We entered the lecture hall. Dull conversation filled the space as students filed in, each carrying their own blend of anxiety and resignation. The theater-style seating stretched down toward the podium where Langley would soon begin his assault. I dropped my bag near the middle, close enough to see the board but far enough to avoid becoming a target for chalk projectiles. Aurora settled beside me, pulling out her notebook with the efficiency of a seasoned survivor.

Outside, the city rumbled on, oblivious to cosmic mysteries. I should have been excited for the final semester before graduation, but something felt off. It was like standing at the edge of an invisible cliff, sensing the drop without seeing the ledge. The feeling had been growing for weeks, a persistent itch between my shoulder blades.

My gaze drifted to the windows. Somewhere up there, invisible in the daylight, the moon followed its ancient path. I could almost picture it. It was patient and watchful. The universe was vast and unknowable, and every answer we found only revealed ten new questions.

A flicker of light filled my vision. I blinked hard, but the light remained.

A screen, translucent and glowing, hovered in the air directly in front of me. Blue text floated like an augmented reality display, except I was wearing no gear.

[Moonfall Has Begun. Your Class Has Been Assigned. May Luna's blessings be upon you.]

My pulse spiked. The words did not fade. Around me, students shifted nervously.
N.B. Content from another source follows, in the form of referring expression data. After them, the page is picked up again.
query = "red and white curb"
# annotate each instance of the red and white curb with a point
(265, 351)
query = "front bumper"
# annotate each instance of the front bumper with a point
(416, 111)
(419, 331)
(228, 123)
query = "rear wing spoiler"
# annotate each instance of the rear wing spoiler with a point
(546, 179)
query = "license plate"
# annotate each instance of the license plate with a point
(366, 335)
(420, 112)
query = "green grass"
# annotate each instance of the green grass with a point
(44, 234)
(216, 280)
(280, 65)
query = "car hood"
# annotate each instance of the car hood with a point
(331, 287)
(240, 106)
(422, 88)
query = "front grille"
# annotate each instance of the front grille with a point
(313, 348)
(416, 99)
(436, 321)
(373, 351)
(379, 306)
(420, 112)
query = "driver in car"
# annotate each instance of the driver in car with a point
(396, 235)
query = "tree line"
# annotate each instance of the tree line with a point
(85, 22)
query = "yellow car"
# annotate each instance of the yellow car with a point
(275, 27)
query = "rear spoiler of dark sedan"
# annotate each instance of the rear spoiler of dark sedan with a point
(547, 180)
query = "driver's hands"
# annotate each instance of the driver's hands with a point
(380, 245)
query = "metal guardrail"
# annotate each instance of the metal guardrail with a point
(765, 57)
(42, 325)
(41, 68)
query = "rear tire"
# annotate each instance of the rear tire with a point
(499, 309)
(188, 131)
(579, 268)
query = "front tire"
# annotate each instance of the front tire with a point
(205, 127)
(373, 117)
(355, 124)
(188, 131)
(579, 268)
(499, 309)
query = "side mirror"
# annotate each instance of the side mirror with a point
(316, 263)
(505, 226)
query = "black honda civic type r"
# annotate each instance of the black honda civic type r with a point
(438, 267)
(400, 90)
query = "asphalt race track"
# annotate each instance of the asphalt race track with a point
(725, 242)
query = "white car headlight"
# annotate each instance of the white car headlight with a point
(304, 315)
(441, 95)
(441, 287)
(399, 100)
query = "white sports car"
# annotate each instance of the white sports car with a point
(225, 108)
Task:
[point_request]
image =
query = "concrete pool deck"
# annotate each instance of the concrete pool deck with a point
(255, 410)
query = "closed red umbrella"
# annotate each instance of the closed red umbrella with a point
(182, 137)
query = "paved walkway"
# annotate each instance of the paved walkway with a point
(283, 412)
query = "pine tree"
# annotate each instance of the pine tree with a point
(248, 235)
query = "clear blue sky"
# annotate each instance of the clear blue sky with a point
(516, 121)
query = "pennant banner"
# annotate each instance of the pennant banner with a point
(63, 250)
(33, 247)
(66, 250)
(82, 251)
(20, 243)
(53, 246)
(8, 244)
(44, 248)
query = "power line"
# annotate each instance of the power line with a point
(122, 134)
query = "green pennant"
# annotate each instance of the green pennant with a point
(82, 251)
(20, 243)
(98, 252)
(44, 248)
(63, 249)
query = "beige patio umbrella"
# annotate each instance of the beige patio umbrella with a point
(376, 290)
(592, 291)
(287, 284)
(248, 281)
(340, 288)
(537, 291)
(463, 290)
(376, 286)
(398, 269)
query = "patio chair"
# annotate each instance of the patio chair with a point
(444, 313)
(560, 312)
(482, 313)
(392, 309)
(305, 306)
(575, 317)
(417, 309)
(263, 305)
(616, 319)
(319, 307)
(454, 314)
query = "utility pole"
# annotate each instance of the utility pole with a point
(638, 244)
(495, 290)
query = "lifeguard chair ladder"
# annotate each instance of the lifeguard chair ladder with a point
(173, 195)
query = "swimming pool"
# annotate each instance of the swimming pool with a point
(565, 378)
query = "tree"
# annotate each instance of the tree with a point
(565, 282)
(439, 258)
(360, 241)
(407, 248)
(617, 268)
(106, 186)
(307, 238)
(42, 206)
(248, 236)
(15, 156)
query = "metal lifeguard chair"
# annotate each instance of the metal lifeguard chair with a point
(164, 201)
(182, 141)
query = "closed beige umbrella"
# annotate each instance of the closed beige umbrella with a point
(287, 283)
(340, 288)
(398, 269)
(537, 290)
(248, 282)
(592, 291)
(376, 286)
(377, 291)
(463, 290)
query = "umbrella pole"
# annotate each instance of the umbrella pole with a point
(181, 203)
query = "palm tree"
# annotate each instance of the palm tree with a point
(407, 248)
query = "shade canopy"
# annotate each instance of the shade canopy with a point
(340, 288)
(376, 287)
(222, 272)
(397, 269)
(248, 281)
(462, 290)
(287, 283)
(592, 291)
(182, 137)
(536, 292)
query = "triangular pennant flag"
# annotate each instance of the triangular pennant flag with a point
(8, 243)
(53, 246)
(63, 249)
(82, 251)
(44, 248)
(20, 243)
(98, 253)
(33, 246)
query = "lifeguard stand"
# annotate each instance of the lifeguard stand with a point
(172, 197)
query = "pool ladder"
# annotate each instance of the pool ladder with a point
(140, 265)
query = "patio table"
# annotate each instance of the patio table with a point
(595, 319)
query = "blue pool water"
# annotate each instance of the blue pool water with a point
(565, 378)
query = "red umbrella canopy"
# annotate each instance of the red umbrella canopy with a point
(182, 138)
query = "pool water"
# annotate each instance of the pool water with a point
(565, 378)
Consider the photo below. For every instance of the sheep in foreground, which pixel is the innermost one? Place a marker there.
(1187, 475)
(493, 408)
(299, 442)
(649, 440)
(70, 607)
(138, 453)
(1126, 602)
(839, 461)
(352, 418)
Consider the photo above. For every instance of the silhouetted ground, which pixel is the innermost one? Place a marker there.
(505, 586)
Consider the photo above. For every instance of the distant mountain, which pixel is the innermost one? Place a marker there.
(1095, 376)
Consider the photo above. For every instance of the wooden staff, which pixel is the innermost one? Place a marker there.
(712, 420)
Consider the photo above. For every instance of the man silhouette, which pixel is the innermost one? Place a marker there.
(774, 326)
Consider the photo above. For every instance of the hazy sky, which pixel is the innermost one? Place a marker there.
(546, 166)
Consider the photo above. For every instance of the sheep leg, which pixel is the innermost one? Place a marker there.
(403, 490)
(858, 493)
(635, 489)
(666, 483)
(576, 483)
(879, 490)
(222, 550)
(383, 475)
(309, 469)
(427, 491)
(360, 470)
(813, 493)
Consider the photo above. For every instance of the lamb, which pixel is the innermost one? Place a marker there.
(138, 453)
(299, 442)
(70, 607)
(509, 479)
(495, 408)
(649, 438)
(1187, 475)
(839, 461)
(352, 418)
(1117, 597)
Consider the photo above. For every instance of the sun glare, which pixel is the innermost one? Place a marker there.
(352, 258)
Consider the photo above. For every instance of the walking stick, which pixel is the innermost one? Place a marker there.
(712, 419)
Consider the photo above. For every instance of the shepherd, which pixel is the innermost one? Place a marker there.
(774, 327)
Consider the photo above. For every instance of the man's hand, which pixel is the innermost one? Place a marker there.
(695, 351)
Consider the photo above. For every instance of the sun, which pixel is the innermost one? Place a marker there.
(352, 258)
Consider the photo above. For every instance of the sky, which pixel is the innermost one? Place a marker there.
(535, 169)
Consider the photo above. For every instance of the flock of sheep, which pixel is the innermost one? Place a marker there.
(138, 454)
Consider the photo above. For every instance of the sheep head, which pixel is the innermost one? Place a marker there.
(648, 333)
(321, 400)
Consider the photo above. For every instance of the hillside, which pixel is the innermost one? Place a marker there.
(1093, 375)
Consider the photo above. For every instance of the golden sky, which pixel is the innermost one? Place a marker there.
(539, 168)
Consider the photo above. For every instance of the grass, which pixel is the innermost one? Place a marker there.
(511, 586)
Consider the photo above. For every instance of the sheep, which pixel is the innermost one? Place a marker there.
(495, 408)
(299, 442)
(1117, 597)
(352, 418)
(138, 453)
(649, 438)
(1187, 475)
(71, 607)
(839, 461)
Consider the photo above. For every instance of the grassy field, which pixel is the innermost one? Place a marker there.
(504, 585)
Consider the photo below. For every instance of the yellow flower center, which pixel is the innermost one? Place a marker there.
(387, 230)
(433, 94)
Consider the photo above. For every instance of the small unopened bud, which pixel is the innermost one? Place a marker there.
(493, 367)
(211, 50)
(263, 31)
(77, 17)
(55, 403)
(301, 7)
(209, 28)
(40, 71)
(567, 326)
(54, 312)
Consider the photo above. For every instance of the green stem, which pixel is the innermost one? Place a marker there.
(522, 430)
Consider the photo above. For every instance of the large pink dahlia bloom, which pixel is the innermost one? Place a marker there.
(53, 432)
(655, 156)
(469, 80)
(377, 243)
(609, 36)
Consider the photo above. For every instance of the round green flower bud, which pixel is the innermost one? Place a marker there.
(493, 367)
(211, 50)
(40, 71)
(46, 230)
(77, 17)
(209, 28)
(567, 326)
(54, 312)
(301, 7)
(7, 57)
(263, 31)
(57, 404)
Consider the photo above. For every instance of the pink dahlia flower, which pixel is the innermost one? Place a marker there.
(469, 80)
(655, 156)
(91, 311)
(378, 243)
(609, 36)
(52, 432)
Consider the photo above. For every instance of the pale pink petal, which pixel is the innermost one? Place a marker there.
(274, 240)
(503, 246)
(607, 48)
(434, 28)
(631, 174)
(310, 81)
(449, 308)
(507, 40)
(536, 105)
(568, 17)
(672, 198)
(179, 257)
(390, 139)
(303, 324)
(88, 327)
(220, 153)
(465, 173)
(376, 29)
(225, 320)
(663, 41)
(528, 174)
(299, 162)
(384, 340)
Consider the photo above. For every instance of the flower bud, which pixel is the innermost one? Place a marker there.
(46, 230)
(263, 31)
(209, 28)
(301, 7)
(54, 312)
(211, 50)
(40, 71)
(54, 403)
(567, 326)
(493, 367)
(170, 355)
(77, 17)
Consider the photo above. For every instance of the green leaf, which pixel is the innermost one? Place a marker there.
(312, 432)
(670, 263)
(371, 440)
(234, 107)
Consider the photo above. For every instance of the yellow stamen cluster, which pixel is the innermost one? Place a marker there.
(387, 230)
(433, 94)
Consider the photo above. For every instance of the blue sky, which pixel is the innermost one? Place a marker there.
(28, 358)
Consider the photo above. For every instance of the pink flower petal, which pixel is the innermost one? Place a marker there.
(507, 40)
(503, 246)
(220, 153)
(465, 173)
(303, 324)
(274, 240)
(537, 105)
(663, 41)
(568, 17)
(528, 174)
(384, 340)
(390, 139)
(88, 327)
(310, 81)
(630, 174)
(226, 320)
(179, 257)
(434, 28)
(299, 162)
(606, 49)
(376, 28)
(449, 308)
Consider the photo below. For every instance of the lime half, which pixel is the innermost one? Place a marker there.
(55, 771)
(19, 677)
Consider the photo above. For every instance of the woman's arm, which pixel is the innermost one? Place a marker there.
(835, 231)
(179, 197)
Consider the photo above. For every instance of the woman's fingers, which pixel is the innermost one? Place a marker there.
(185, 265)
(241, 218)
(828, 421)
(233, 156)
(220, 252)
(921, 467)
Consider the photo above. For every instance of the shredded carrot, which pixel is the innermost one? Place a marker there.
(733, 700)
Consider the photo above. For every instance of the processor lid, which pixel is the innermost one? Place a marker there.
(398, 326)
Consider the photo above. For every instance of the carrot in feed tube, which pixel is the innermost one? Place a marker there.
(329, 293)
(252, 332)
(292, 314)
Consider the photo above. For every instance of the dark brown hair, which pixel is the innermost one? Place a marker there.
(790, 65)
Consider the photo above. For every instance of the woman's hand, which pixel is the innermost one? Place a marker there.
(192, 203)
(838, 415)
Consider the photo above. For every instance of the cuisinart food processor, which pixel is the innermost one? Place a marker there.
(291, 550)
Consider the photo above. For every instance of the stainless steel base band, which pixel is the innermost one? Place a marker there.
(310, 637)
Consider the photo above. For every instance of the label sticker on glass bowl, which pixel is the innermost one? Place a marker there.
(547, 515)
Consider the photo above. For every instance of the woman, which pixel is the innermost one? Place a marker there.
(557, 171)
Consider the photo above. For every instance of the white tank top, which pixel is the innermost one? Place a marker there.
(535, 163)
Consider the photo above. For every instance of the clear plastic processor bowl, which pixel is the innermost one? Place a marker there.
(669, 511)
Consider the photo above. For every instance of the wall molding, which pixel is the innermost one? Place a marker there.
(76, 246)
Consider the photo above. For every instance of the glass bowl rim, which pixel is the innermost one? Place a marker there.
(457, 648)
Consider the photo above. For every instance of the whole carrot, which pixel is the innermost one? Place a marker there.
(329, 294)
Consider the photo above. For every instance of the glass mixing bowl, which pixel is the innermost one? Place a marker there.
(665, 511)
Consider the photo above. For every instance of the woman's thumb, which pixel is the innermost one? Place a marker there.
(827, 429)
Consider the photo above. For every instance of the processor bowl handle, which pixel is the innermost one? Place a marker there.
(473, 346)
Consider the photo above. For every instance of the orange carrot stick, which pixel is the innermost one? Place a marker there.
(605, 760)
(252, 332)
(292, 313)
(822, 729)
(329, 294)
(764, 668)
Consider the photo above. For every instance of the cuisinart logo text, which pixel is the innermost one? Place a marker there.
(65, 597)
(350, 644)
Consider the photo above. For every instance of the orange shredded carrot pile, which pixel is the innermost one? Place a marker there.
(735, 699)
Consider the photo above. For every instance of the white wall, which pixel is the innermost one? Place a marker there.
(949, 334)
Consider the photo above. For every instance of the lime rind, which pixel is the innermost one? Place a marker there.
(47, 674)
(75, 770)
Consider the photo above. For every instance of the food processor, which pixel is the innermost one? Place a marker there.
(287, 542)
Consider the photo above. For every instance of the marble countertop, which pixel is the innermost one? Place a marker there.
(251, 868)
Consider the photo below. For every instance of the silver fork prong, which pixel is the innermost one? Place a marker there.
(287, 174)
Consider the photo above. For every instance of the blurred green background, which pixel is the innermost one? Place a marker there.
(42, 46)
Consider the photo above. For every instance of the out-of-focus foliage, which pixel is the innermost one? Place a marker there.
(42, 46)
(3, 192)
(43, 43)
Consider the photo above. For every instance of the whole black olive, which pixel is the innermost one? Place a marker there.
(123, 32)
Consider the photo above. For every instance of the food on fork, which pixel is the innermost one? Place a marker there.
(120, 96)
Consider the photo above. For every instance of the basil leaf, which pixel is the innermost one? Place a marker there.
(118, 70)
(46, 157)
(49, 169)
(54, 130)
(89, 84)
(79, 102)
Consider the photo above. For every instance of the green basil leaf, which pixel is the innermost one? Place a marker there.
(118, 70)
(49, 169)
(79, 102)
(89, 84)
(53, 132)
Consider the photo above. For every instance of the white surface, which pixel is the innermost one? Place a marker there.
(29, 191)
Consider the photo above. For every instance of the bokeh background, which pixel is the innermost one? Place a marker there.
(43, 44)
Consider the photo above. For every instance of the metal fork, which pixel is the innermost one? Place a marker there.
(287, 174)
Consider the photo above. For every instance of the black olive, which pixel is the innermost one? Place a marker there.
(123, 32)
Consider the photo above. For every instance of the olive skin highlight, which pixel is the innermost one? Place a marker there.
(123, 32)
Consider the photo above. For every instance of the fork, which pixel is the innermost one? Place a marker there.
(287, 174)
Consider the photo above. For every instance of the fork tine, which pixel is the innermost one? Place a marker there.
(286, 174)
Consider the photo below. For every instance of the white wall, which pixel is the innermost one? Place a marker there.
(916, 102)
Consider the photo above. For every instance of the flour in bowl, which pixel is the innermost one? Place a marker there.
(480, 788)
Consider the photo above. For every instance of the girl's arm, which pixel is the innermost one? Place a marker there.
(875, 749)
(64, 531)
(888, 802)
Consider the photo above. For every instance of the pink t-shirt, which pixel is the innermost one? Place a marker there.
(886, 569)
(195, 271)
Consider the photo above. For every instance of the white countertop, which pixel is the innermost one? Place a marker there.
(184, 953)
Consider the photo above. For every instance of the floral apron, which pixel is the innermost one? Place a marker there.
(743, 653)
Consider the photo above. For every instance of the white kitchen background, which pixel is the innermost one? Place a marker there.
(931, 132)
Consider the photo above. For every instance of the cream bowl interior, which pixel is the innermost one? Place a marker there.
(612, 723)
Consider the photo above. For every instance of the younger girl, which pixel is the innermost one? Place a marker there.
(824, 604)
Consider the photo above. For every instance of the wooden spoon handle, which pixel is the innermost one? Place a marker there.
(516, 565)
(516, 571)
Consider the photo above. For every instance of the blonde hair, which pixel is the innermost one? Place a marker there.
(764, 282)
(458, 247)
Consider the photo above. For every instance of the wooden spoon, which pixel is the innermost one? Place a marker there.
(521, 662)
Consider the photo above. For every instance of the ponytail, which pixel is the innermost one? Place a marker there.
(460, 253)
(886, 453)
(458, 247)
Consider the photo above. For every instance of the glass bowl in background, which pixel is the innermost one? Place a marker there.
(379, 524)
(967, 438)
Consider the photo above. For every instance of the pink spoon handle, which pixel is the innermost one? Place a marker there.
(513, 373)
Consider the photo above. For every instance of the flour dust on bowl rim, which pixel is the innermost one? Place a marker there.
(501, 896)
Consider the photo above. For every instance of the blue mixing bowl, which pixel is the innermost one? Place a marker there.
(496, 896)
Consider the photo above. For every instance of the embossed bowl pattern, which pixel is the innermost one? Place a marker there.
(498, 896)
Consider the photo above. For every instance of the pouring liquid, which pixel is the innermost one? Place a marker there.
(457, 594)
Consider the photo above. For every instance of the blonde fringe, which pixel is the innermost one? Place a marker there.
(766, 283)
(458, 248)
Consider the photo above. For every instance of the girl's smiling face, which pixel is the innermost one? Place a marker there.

Some rubbed their eyes while others whispered urgently, gesturing at the empty air. A girl two rows down stared straight ahead, her mouth slightly open in a silent gasp.

The screen flickered and changed.

[Main Class: Astral Equationist (★★★★★)]

Five stars glittered next to the title like a cosmic achievement badge. My brain catalogued the detail, but the rest of me struggled to process the impossible. Reality was being coded and quantified.

A bloodcurdling scream tore through the room.

It was raw and primal. It was the kind of sound humans were not meant to make. My head snapped toward the noise. A girl in the front row convulsed violently, her spine arching at an impossible angle that should have snapped her bones. Her textbook tumbled to the floor, its pages fluttering like dying birds.

She collapsed between the seats. Her limbs twitched spasmodically as her skin began to change. It blanched to a porcelain white that looked luminous under the fluorescent lights. Cracks spread across her face like fine china dropped on concrete. Dark, ink-like veins spread beneath the surface, pulsing and racing along her neck.

Professor Langley stopped mid-sentence, his chalk hovering inches from the blackboard.

Then, her eyes snapped open.

They glowed silver. It was not a poetic silver, it was an actual, pulsing light where her irises should have been. Looking into those inhuman eyes, I understood with a cold, terrifying clarity. Whatever looked back at us was no longer a student.

The screaming erupted like a dam bursting. Reality fractured as more bodies hit the floor, their skin cracking and their eyes igniting with that same lunar fire.

The era of humanity had ended in under sixty seconds.